The menu — centered around homemade cathead biscuits that Barrett describes as tender and moist on the inside with a crust on the outside — includes six different classic sandwiches.

There is the Buford Biscuit — named after Barrett’s father — made with sweet tea-brined fried chicken; the Charleston, served with pimento cheese, tomato and fig jam; the Nashville with hot chicken, red cabbage slaw and house made pickles; the Blue Ridge with shaved country ham, pickles and mustard; and the Back Country Classic served with ham gravy. Also on the menu is a breakfast sandwich made with local sausage and bacon.

Side dishes include Appalachian cider beans, dill potato salad, slaw, pickles and hush puppies with molasses butter.

“I’m obsessed with the hush puppies. They are delicious,” Barrett said.

There are also a variety of dessert options.

“We are very much farm-to-table style. Everything is local. We have great relationships with the farmers around here,” Barrett said.

The interior has been painted and decorated with a southern theme. Inside, there are several well-spaced tables.
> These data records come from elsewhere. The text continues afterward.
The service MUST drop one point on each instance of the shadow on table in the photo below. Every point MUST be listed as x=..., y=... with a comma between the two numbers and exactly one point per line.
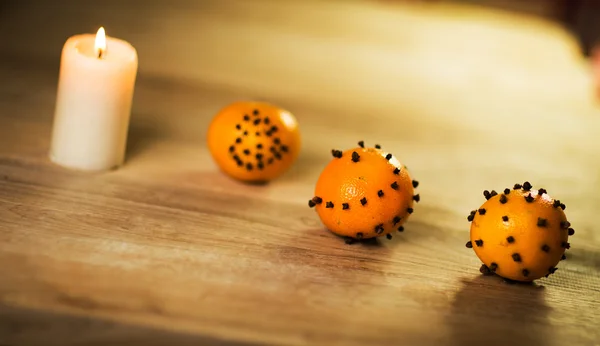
x=488, y=311
x=19, y=326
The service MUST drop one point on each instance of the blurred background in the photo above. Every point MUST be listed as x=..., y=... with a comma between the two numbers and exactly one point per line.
x=432, y=76
x=472, y=95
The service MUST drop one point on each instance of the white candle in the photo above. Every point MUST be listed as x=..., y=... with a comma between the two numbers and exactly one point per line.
x=93, y=104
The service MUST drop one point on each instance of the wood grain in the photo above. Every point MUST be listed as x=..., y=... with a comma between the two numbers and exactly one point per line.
x=167, y=250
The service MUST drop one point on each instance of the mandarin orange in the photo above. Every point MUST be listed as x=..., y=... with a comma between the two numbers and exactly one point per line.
x=520, y=234
x=364, y=193
x=254, y=141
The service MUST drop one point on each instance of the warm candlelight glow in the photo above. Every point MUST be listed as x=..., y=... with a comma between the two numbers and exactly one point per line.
x=100, y=42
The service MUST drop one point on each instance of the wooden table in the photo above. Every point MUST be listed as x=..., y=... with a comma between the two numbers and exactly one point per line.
x=168, y=251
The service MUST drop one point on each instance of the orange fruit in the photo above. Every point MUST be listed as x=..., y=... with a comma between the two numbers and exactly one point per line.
x=254, y=141
x=364, y=193
x=520, y=234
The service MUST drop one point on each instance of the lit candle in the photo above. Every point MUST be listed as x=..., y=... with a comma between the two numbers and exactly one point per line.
x=93, y=104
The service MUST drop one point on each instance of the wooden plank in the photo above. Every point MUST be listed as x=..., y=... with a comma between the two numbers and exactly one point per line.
x=167, y=250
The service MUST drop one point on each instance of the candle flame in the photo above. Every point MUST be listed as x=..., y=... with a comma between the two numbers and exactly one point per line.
x=100, y=42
Additional seating can be found on the front porch or at picnic tables in the back.

The beverage menu includes a rotating offering of local beer and wine — with the wine exclusively from Loudoun’s Walsh Family Wine — as well as a “small, fun spirits menu,” Barrett said.
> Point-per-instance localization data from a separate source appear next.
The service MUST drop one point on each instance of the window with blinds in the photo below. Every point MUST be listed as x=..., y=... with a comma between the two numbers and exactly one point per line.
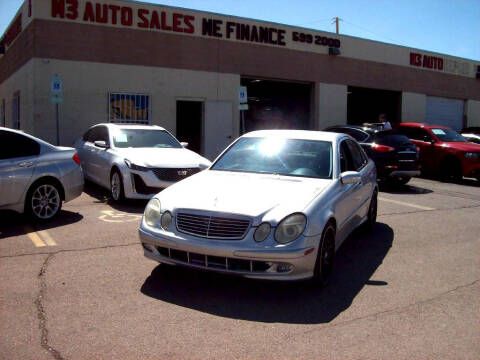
x=129, y=108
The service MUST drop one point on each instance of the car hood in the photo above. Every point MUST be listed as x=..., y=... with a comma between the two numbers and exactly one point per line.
x=464, y=146
x=163, y=157
x=261, y=196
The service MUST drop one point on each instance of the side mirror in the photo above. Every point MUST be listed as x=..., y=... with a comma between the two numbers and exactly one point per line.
x=100, y=143
x=350, y=177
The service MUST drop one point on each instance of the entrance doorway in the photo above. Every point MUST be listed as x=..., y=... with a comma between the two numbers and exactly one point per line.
x=190, y=124
x=364, y=105
x=277, y=104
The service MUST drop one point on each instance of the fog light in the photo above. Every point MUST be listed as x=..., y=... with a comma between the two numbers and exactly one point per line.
x=284, y=267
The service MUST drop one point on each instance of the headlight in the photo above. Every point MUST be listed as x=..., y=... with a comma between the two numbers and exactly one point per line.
x=135, y=167
x=262, y=232
x=290, y=228
x=166, y=220
x=152, y=212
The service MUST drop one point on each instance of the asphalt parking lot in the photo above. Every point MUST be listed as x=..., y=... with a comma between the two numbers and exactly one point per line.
x=80, y=288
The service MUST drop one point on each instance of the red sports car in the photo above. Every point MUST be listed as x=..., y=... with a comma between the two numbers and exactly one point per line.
x=443, y=150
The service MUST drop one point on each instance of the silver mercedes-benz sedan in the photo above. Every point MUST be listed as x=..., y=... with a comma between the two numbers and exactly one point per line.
x=276, y=204
x=135, y=161
x=35, y=176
After having worked in the restaurant industry for years, both Barrett and Schech are grateful for the training they received at The Wine Kitchen and Catoctin Creek.
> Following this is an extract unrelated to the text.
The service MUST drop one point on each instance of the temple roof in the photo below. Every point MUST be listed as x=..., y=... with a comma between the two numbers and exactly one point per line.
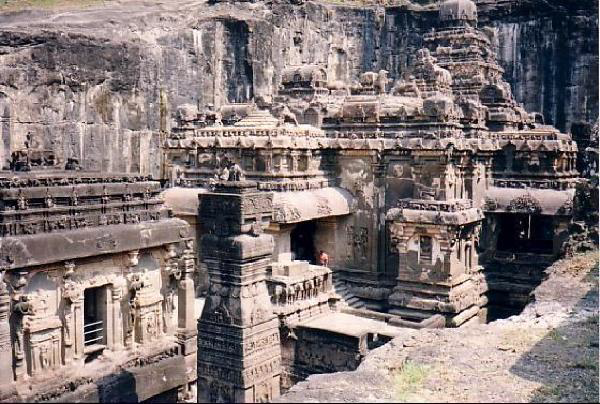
x=258, y=119
x=300, y=206
x=538, y=201
x=454, y=10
“I don’t think I could have had the confidence and know-how to open this without the training I received there,” Barrett said.

Buford’s Biscuits will be open Tuesday through Sunday from 8 a.m. to 4 p.m. on weekdays and 8 a.m. to 9 p.m. on weekends. The restaurant will be hosting friends and family nights and soft openings in the days leading up to the official opening Aug. 20.

(9) comments

TinaInVA

[beam] Looking forward to trying this! Nobody around here makes great biscuits. A small chance you'll find a good caterer to even make the old Hunt Breakfast standard ham biscuits. Otherwise biscuit-making is a lost art, perhaps because of ingredients have changed with bad flour and bad oils [instead of home-rendered lard]. When visiting southern Virginia, we make a beeline to Biscuitville - where the lines wrap around the stores and they close at noon.

Birkey

Tough time to open a new restaurant but I wish them well and will certainly give them a try.

JayZ

Let’s try to stay positive. Best of luck to this bright new business ! I intend to buy biscuits. They are a pain to make and most restaurants don’t make them either Giants are terrible and Wegmans are very mediocre

RoundHillGuy

Sounds really good, best of luck to you.

Loudoun4Trump

Wonderful news....always positive to have more businesses and less government....

Chris McHale

How does this equate to less government. BTW I support less government but I don't see the connection here.

Loudoun4Trump

As the economy expands due to new businesses (private sector) government is reduced by proportion so less government as a whole...

trickydick

One could argue that as new businesses crop up, MORE government might become necessary to keep them from ripping off or otherwise damaging the public interest? (This biscuit place, I hasten to add, seems unlikely to do much ripping off.)

Chris McHale

Perhaps my understanding is wrong but big government is not defined by its size but by its involvement with the private sector.